If you have a choice about using Times New Roman, please stop. Use something else. See font recommendations for other options.

Okay, Okay, so you don't want to read about font choices on Monday morning.  Well here's a story from USA Today on a big fight in the Supreme Court about overcriminalization:

 Look up the definition of "fisherman" and John Yates' wrinkled, weather-beaten, Winston-puffing mug might appear. But these days, he's limited to restoring antique furniture and dealing in scrap metal.
Now look up the Sarbanes-Oxley Act of 2002, and you'll find the federal government's Enron-inspired crackdown on financial fraud and document shredding.
But three years ago, the act reeled in Yates for tossing 72 undersized red grouper into the Gulf of Mexico.
On Wednesday, the Supreme Court will examine the curious case of Yates v. United States, which asks the question: Was it the government that went overboard?
"It's obvious that a fish is not a document," says Yates, 62, over a lunch of grouper bites and Budweisers on the Gulf coast, which has been his home for the past 15 years. "You don't have to be that smart to figure that out."
Does the nation's highest court have bigger things to fret about than six-dozen 19-inch fish? Certainly.
But the justices agreed to hear Yates' appeal, even after two lower federal courts determined that his prosecution under a law targeting white-collar criminals was justified. It mirrors a similar case last year, in which the government prosecuted a jilted wife's clumsy effort at revenge under a federal chemical weapons treaty. The court reversed that one, 9-0.

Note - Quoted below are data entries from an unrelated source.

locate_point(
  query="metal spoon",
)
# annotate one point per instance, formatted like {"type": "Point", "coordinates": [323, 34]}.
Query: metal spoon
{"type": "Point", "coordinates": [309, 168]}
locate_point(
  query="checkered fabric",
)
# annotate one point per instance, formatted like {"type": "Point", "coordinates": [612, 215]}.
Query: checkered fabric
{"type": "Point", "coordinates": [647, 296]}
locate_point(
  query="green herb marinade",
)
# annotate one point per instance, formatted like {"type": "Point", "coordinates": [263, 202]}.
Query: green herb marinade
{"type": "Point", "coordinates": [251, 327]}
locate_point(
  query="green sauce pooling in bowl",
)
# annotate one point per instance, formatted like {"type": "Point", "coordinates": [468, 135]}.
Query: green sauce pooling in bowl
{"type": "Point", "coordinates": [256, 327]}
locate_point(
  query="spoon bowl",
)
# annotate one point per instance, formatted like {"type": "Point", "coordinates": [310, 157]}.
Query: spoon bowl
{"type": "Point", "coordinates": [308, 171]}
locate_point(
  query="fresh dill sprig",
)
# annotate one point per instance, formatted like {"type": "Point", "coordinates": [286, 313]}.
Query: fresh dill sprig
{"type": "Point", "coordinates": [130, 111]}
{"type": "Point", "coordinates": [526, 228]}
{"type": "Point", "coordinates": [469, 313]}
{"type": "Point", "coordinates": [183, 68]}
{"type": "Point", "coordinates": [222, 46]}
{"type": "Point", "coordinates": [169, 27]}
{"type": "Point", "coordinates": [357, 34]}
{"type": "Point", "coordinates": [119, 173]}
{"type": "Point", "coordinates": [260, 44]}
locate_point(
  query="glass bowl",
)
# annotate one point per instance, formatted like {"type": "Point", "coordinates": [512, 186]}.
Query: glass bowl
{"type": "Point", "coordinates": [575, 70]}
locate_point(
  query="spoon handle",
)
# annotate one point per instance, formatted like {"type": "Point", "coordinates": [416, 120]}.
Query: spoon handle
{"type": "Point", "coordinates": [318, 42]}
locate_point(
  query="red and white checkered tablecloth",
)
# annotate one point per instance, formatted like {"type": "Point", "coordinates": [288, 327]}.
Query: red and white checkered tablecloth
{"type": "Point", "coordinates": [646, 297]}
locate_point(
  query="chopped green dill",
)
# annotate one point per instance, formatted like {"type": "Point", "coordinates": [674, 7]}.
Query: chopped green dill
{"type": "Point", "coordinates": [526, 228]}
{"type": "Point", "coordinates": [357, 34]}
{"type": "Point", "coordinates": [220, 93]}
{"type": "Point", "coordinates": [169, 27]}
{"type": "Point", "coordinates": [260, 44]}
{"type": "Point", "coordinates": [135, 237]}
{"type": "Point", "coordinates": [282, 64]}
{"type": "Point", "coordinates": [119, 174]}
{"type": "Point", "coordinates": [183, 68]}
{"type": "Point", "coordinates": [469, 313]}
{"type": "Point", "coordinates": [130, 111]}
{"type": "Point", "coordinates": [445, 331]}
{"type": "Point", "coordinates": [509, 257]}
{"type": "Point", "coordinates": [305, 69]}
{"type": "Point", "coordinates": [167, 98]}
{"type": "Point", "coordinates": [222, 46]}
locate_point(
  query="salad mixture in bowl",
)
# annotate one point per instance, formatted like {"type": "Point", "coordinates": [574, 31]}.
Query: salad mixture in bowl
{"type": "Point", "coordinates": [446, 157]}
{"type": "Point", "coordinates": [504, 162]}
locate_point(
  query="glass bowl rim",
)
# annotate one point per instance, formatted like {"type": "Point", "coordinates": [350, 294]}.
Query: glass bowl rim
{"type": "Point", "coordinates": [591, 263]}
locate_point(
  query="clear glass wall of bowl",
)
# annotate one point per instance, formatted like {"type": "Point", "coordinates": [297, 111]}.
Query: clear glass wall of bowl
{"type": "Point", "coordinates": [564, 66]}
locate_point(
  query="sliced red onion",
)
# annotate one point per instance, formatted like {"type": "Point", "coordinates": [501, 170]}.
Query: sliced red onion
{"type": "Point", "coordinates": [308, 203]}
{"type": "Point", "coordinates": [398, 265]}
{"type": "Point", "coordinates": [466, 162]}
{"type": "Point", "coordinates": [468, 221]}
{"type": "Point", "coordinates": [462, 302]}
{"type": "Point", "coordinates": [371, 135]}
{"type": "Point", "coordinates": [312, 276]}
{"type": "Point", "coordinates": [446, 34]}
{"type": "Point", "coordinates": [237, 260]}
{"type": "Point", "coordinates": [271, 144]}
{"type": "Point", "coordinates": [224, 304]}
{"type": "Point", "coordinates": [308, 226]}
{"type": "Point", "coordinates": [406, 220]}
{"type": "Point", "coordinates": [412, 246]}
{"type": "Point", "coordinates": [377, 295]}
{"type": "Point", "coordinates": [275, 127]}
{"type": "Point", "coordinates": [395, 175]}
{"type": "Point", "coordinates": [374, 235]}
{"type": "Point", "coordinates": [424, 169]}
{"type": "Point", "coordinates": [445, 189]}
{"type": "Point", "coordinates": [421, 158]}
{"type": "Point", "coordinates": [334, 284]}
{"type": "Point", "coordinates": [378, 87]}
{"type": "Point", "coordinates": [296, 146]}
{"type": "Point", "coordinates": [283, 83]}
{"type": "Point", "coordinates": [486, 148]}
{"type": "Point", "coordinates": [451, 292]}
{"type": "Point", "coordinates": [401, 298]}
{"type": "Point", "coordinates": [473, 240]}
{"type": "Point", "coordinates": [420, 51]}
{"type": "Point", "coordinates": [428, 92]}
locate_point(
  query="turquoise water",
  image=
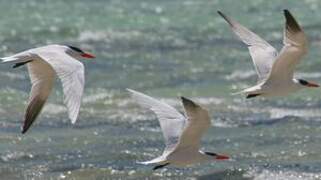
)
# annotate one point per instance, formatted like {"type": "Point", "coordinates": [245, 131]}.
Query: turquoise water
{"type": "Point", "coordinates": [165, 49]}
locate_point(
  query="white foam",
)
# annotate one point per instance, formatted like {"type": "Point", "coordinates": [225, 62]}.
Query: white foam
{"type": "Point", "coordinates": [281, 175]}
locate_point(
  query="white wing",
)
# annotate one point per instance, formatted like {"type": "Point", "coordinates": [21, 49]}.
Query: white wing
{"type": "Point", "coordinates": [262, 53]}
{"type": "Point", "coordinates": [197, 124]}
{"type": "Point", "coordinates": [171, 121]}
{"type": "Point", "coordinates": [71, 73]}
{"type": "Point", "coordinates": [42, 77]}
{"type": "Point", "coordinates": [295, 46]}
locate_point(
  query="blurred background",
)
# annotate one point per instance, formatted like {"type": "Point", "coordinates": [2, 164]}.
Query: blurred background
{"type": "Point", "coordinates": [165, 49]}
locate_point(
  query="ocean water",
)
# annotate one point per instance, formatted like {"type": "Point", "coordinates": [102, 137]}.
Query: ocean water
{"type": "Point", "coordinates": [165, 49]}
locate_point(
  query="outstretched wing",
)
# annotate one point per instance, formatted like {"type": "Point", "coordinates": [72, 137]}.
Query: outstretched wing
{"type": "Point", "coordinates": [171, 121]}
{"type": "Point", "coordinates": [198, 121]}
{"type": "Point", "coordinates": [295, 46]}
{"type": "Point", "coordinates": [262, 53]}
{"type": "Point", "coordinates": [71, 73]}
{"type": "Point", "coordinates": [42, 77]}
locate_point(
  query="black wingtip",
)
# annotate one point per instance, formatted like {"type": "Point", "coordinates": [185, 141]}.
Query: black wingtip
{"type": "Point", "coordinates": [188, 102]}
{"type": "Point", "coordinates": [291, 23]}
{"type": "Point", "coordinates": [24, 130]}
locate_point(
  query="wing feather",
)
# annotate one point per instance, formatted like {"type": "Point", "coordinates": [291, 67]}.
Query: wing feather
{"type": "Point", "coordinates": [262, 53]}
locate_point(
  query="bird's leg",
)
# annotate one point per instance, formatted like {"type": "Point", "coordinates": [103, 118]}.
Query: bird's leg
{"type": "Point", "coordinates": [160, 166]}
{"type": "Point", "coordinates": [20, 64]}
{"type": "Point", "coordinates": [252, 95]}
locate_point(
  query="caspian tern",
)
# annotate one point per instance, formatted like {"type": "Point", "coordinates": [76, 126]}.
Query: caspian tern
{"type": "Point", "coordinates": [182, 133]}
{"type": "Point", "coordinates": [275, 71]}
{"type": "Point", "coordinates": [43, 63]}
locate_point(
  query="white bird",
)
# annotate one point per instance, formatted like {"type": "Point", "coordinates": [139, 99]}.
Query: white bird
{"type": "Point", "coordinates": [182, 133]}
{"type": "Point", "coordinates": [275, 71]}
{"type": "Point", "coordinates": [43, 63]}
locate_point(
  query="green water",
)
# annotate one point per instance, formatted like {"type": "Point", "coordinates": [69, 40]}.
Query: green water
{"type": "Point", "coordinates": [165, 49]}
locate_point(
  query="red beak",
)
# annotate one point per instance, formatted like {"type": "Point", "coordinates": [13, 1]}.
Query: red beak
{"type": "Point", "coordinates": [87, 55]}
{"type": "Point", "coordinates": [221, 157]}
{"type": "Point", "coordinates": [312, 85]}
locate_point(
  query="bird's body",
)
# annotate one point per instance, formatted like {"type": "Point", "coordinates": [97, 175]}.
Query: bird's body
{"type": "Point", "coordinates": [275, 70]}
{"type": "Point", "coordinates": [43, 64]}
{"type": "Point", "coordinates": [182, 133]}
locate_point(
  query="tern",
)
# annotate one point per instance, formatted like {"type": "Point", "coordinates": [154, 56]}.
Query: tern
{"type": "Point", "coordinates": [43, 63]}
{"type": "Point", "coordinates": [275, 71]}
{"type": "Point", "coordinates": [182, 133]}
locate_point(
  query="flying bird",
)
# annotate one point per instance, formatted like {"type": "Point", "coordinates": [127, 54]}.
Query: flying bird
{"type": "Point", "coordinates": [182, 133]}
{"type": "Point", "coordinates": [275, 70]}
{"type": "Point", "coordinates": [43, 63]}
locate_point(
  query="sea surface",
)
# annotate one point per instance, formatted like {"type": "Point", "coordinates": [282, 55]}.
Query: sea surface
{"type": "Point", "coordinates": [166, 49]}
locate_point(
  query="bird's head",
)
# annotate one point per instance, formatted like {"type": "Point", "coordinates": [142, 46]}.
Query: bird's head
{"type": "Point", "coordinates": [305, 83]}
{"type": "Point", "coordinates": [217, 156]}
{"type": "Point", "coordinates": [78, 53]}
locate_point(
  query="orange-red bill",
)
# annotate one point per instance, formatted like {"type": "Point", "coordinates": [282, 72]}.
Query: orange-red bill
{"type": "Point", "coordinates": [87, 55]}
{"type": "Point", "coordinates": [221, 157]}
{"type": "Point", "coordinates": [312, 85]}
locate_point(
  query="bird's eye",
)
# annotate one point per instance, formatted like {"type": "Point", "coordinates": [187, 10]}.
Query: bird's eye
{"type": "Point", "coordinates": [75, 49]}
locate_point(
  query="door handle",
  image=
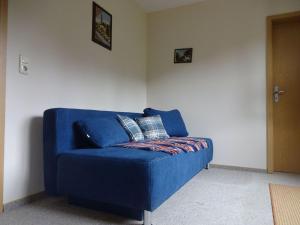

The facts of the case: Yates was captaining the 47-foot "Miss Katie" in 2007 when a state conservation officer with federal enforcement power boarded, measured some 3,000 pounds of fish and found 72 grouper under the 20-inch minimum. He ordered them returned to shore.
Not throwing back in the undersized fish is a civil violation, punishable by a fine or fishing license suspension. But this fish tale got more complicated when Yates allegedly ordered a crew member to throw the offending fish overboard and replace them with longer ones. When the fish were remeasured on dry land, the government smelled a rat. So to speak.
It's a charge Yates still denies to this day; He says they were the same fish, measuring differently based on their mouths, tails and temperature. His wife, Sandy, a former paralegal, keeps a voluminous file that includes the original handwritten measurements of each fish.
Yates was convicted in 2011 of violating Sarbanes-Oxley, which carries a possible 20-year sentence for tampering with or destroying "any record, document or tangible object." He served a 30-day sentence over the Christmas holidays and still lives under a three-year supervised release program. When Sandy's sister died earlier this year, he quips, "It took an act of Congress for me to bury her in Ohio."
Bill Shepherd of Holland & Knight has written an amicus brief for NACDL supporting Yates.